There are many different applications for polymeric materials, including those in space. However, in space, oxygen atom bombardment, ultraviolet radiation, and high energy radiation all have the potential to degrade polymeric materials. Sometimes, such as during solar flares, materials used in space are exposed to hostile radiation environments. As the design lifetime of other space vehicles and satellites has increased, the study of the effects of radiation on polymer materials has become more crucial for aerospace programmes. Therefore, it is necessary to conduct experimental research into how radiation will affect the materials that will be used in aerospace applications. Such characterization would involve knowledge of both the ongoing post-exposure degradation processes as well as the immediate reactions occurring in these materials upon radiation exposure.

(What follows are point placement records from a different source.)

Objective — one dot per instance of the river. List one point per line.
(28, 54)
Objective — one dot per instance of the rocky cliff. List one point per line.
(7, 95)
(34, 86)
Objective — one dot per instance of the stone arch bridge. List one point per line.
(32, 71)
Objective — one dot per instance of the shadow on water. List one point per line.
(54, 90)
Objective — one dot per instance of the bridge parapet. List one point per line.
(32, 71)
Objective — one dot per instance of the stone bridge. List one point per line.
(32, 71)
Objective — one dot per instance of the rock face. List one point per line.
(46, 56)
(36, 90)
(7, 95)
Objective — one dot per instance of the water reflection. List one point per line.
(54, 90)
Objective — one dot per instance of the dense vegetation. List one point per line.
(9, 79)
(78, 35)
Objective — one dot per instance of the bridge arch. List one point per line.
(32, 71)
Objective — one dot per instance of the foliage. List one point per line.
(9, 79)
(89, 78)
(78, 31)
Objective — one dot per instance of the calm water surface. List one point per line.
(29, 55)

Radiation is being used more frequently to sterilise medical and pharmaceutical products due to its convenience as well as concerns about the toxic effects of chemical sterilising agents, which are sometimes used instead. Significant concerns are raised by the radiation sterilisation of biomedical polymeric materials, especially implantable surgical devices. Polymers frequently experience radiation induced degradation that causes discoloration and corresponding property deterioration. To enable the selection of suitable materials for radiation sterilisation, it is necessary to understand the relationship between the chemical makeup of polymeric materials and their radiation sensitivity. The food industry also needs information on radiolysis products because radiation sterilisation of products used in this industry is a common practise. These products can be made of both natural and synthetic polymers. Heat shrinkable films and tubing, cross linked polymers, and grafted copolymers are currently the foundation of major industries. Irradiation of polymers results in a modification of the material's properties. Now that we know more about the chemical processes, this field is entering an era of new technology.

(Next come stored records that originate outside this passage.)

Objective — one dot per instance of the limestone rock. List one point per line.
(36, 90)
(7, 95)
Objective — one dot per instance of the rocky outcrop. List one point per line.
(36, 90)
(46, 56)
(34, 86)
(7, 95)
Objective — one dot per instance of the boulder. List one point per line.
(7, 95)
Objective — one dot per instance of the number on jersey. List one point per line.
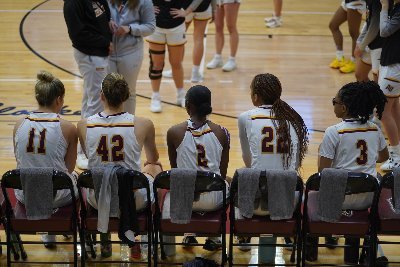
(117, 153)
(30, 148)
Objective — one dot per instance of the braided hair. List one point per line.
(115, 89)
(360, 99)
(268, 87)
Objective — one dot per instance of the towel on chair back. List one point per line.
(105, 184)
(281, 191)
(396, 190)
(331, 195)
(248, 185)
(37, 184)
(182, 185)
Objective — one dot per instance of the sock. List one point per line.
(195, 68)
(339, 54)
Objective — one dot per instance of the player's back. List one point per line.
(112, 139)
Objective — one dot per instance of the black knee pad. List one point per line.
(155, 74)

Radiation modified polymers have a wide range of uses, including those in the medical and healthcare industries. These materials can be used as hydrophilic wound dressings, controlled release drug preparations, and implantable materials. Industrially, the irradiation of polymer coatings with ultraviolet and high energy radiation on substrates like optical fibres, metals, and plastics is being developed for a variety of uses. Bacteria on surfaces that come into contact with food can be diminished by ultraviolet-C light. Inactivating or reducing food borne pathogens on fresh meat and ready to eat meat products, as well as how these treatments may affect the food's quality attributes, have been the subject of numerous studies. The most likely effects of ultraviolet-C treatment on the quality of ready to eat food products, such as cured meat and cooked meat products are colour changes and lipid oxidation. Numerous studies have examined how high polymers spectral properties change after being exposed to ultraviolet light for an extended period of time. In a growing number of engineering applications, polymers are gradually replacing traditional materials. Analysing the polymeric materials physical, mechanical, and chemical properties is essential for determining their applicability.